なお、垂直線(すべての点が同じ x 座標を共有する線)は、従来の意味では y 切片を持ちません。垂直線は x = c と表され、c = 0 の場合を除いて y 軸と交わらないからです。この計算機はそのような境界ケースを検出して報告します。水平線を含むその他すべての直線は、傾きが 0 であっても y 切片を正確に1つ持ち、このツールはそれを有効数字10桁で計算します。
Y切片計算機の例
正、負、分数の傾きを含む、2つの方法を使った4つの計算例です。
| 入力 | Y切片 (b) | 方程式 |
|---|---|---|
| m = 2、点 (1, 5) | 3 | b = 5 − 2×1 = 3 → y = 2x + 3 |
| m = −0.5、点 (−4, 0) | −2 | b = 0 − (−0.5×−4) = −2 → y = −0.5x − 2 |
| 点 (1, 3) と (4, 9) | 1 | m = (9−3)/(4−1) = 2、b = 3 − 2×1 = 1 → y = 2x + 1 |
| 点 (−2, 7) と (3, −3) | 3 | m = (−3−7)/(3−(−2)) = −2、b = 7 − (−2×−2) = 3 → y = −2x + 3 |
Y切片計算機の使い方
- 計算方法を選びます。傾きと1つの座標が分かっている場合は「傾き + 点」、直線上の2つの座標がある場合は「2点」を選びます。

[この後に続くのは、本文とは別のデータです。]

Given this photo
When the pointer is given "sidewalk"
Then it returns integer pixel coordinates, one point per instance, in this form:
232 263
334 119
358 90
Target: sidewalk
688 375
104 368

- 「傾き + 点」の場合:傾き欄に傾き m を入力し、既知の点の x 座標と y 座標を入力します。
- 「2点」の場合:最初の点 (x₁, y₁) の x 座標と y 座標を入力し、次に2番目の点 (x₂, y₂) を入力します。
- 「Y切片を計算」をクリックすると、y 切片の値、傾き(2点を使う場合は導出された値)、完全な傾き切片形の方程式 y = mx + b が表示されます。
- 「リセット」をクリックすると、すべての入力を消去して新しい計算を始められます。
Y切片計算機 FAQ
y 切片とは何ですか?
y 切片とは、直線が y 軸と交わるときの y の値、つまり x = 0 の位置です。方程式 y = mx + b では、b が y 切片です。これは x に変化が加わる前の y の開始値を表します。
傾きと1点から y 切片を求めるには?
公式 b = y − mx を使います。ここで m は傾き、(x, y) は既知の点です。傾きと点の座標を公式に代入して b を求めます。計算機はこの計算を自動で行います。
2点から y 切片を求めるには?
まず m = (y₂ − y₁) / (x₂ − x₁) を使って傾きを計算します。次に b = y₁ − mx₁(または同等に b = y₂ − mx₂)へ代入します。どちらも同じ答えになります。計算機は導出された傾きと y 切片の両方を表示します。
2点の x 座標が同じ場合はどうなりますか?
2点が同じ x 値を持つ場合、その直線は垂直線(x = 定数)で、傾きは未定義です。x 値が 0 の場合を除き、垂直線には y 切片がありません。この場合、傾き切片形の公式を適用できないため、計算機はエラーを返します。
y 切片は負になりますか?
はい。負の y 切片は、直線が原点より下で y 軸と交わることを意味するだけです。たとえば、直線 y = 3x − 5 の y 切片は −5 です。負の y 切片は特別でも無効でもありません。
y 切片がゼロとはどういう意味ですか?
y 切片がゼロとは、直線が原点 (0, 0) を通るという意味です。y = 3x のような正比例関係(距離が時間に比例するなど)は、定数のずれがないため常に y 切片がゼロです。